18. Joanne. Ray Luca seduces her just for the power of it.
19. Ted Kehoe. Luca uses him as a puppet to take over a pension fund but he turns on and slugs Luca when Luca murders his fiancée. When Kehoe stupidly tells Luca he'll tell on him, Luca and Pauli Taglia push him through a high-rise window.
20. Black 1959 Ford Galaxie.
21. Miles Davis.
22. Polish. They speak it to each other and in "Abrams for the Defense" when the nasty landlord Sturkowski (a 1950 refugee from the Communists) berates Krychek for siding with a black man (whom he calls an animal) against "your own people" Krychek says to him "You're not my people!" and then in his language, "A ty prosto swinja! Rozumiesz?" (You're just a pig! Understand?)
23. "Keep Searchin’."
24. Pauli Taglia may not seem very bright but John Santucci was a master jewel thief and safe-cracker.
25. Dennis Farina once arrested John Santucci.

More trivia from IMDb

Some more thoughts on the show
The Chicago episodes were dead accurate - "Abrams for the Defense" is just like an earnest social drama from the period. I understand why the critics didn't like the second season/series. It was entertaining, you cared about the characters and the period detail was still believable, but the main story had become unbelievable if you thought about it: in a year and a half Luca went from being in charge of a Chicago crew robbing stores to an international drug lord?! Nobody is promoted that fast. After the A-bomb he was more cartoonish, like a comic-book supervillain: Radioactive Punk. That was from last-minute rewrites: in the original timespan from 1963 to around 1980 Luca's moving so high made sense. It cost too much to make that progression and besides both the writers and the audience loved the period so it remained in the early ’60s, moving very slowly. Also by the end the Strike Force guys didn't have lives, dropping everything to follow Torello (Captain Ahab) anywhere to get Luca and the Outfit.

There weren't many anachronisms; sometimes the writers would fudge a year or two on the music as long as the song fit the era. It worked.

So how might it have ended?
As fans of "Crime Story" know the show was suddenly cancelled after only two years so it ended with a cliffhanger. Which of course is frustrating. We want to know: Did Torello catch Luca? Did he bring down the Outfit?
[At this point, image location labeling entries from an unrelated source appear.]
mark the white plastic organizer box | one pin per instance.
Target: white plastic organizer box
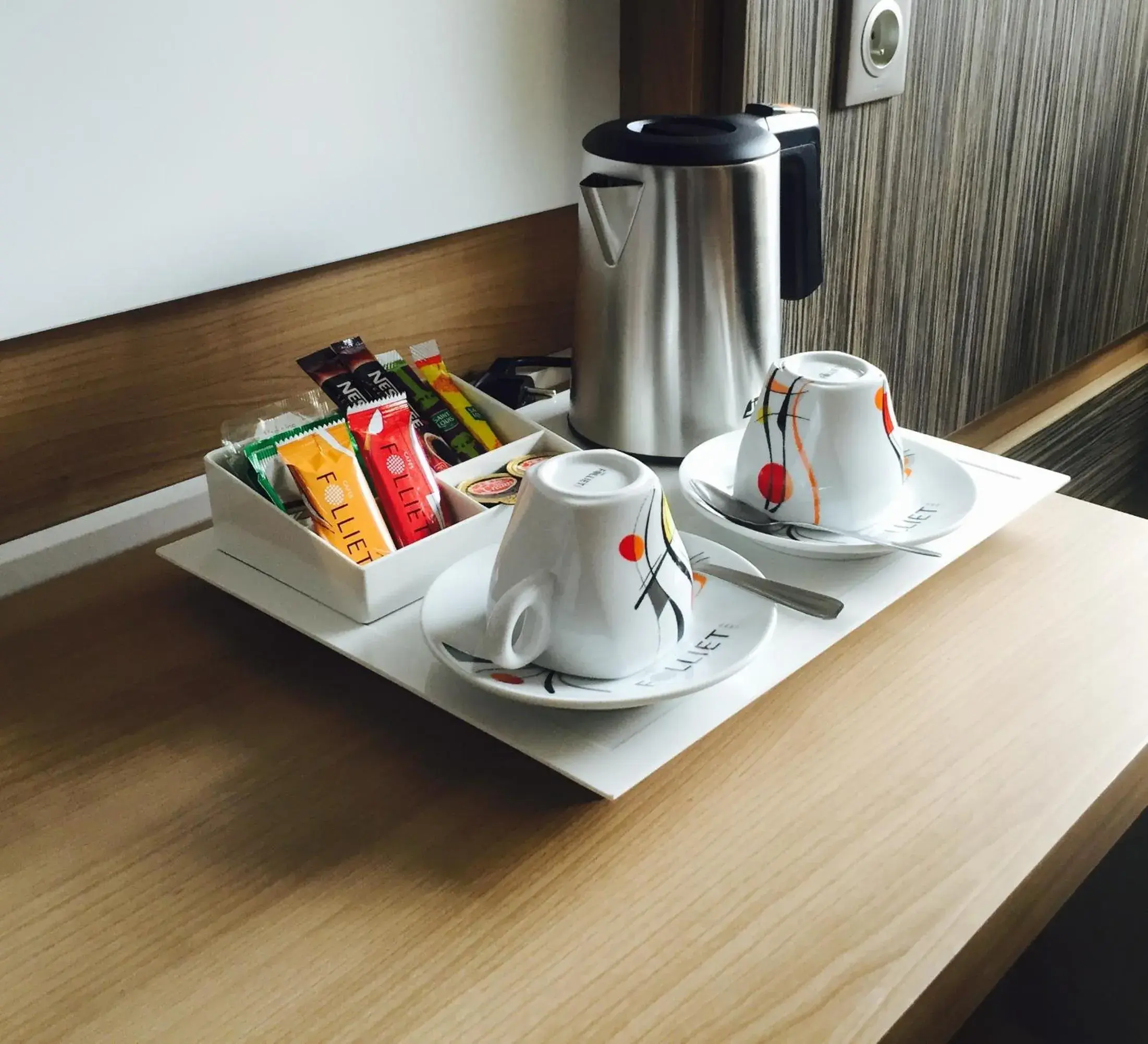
(253, 530)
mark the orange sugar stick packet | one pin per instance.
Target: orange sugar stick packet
(338, 499)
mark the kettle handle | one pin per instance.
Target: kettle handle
(799, 234)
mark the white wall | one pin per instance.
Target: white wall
(156, 149)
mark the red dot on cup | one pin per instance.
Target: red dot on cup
(632, 547)
(774, 484)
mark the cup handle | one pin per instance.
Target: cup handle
(527, 603)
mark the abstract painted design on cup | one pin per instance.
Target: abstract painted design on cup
(592, 578)
(822, 446)
(668, 553)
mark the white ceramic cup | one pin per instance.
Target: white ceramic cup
(822, 445)
(592, 577)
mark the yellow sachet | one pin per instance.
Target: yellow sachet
(429, 360)
(338, 499)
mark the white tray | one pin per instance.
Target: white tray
(610, 751)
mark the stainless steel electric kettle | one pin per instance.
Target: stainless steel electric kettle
(691, 229)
Did this happen still in the golden ’50s-early ’60s or did it take 10 or 20 years?

Who else would like to see this story resolved with a full-length movie?

I'll leave possible endings up to you but here are some hints based on the real people some of the main characters were based on.
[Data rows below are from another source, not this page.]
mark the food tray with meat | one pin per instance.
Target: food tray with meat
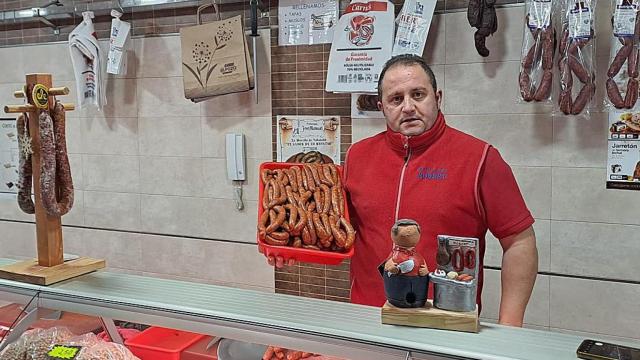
(307, 218)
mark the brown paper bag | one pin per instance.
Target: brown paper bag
(215, 58)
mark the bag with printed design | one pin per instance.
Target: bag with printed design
(215, 58)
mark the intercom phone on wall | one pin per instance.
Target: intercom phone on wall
(236, 164)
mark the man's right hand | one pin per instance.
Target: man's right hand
(279, 262)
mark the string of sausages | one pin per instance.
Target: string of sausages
(627, 53)
(303, 206)
(56, 184)
(572, 62)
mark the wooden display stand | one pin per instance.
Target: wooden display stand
(431, 317)
(50, 266)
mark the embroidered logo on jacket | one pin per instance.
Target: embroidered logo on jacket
(428, 173)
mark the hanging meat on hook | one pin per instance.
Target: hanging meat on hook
(56, 184)
(25, 168)
(481, 14)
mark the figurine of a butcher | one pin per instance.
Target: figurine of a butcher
(404, 259)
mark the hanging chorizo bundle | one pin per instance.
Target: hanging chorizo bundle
(624, 50)
(56, 184)
(536, 65)
(576, 56)
(303, 206)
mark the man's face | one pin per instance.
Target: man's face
(408, 101)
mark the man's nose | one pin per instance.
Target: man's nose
(408, 105)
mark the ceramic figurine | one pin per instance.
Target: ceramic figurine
(405, 272)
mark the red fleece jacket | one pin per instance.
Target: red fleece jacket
(449, 182)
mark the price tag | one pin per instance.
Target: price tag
(624, 20)
(64, 352)
(580, 22)
(540, 14)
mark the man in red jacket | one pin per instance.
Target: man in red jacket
(449, 182)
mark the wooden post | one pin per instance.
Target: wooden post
(50, 266)
(48, 228)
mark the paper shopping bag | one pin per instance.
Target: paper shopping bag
(215, 57)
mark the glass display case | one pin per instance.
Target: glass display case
(332, 328)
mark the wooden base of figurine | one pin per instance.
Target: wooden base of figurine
(30, 272)
(431, 317)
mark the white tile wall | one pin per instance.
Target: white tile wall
(595, 306)
(595, 249)
(171, 176)
(170, 136)
(538, 309)
(152, 161)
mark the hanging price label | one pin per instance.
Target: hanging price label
(64, 352)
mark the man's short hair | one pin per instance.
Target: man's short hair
(403, 222)
(407, 60)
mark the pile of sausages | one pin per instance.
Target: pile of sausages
(628, 53)
(573, 62)
(303, 207)
(56, 184)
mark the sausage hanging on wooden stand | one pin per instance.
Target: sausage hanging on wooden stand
(56, 183)
(25, 170)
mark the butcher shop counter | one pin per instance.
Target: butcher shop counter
(333, 328)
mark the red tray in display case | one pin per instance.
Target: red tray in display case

In the end the law didn't catch up with the main bad guys but other things did.

The real Manny Weisbord, Meyer Lansky, died of lung cancer in 1983.

The real Ray Luca was probably Anthony "The Ant" Spilotro. As happened many times on the show and almost to Luca himself, eventually, after his boss's death, his mob associates turned on him, murdering him and his brother... in 1986, the year the show first aired.

The Mafia in America largely self-destructed that way and today seems a shadow of its former self.

And Mike Torello? Chuck Adamson, the show's creator, died of natural causes in 2008. May he rest in peace.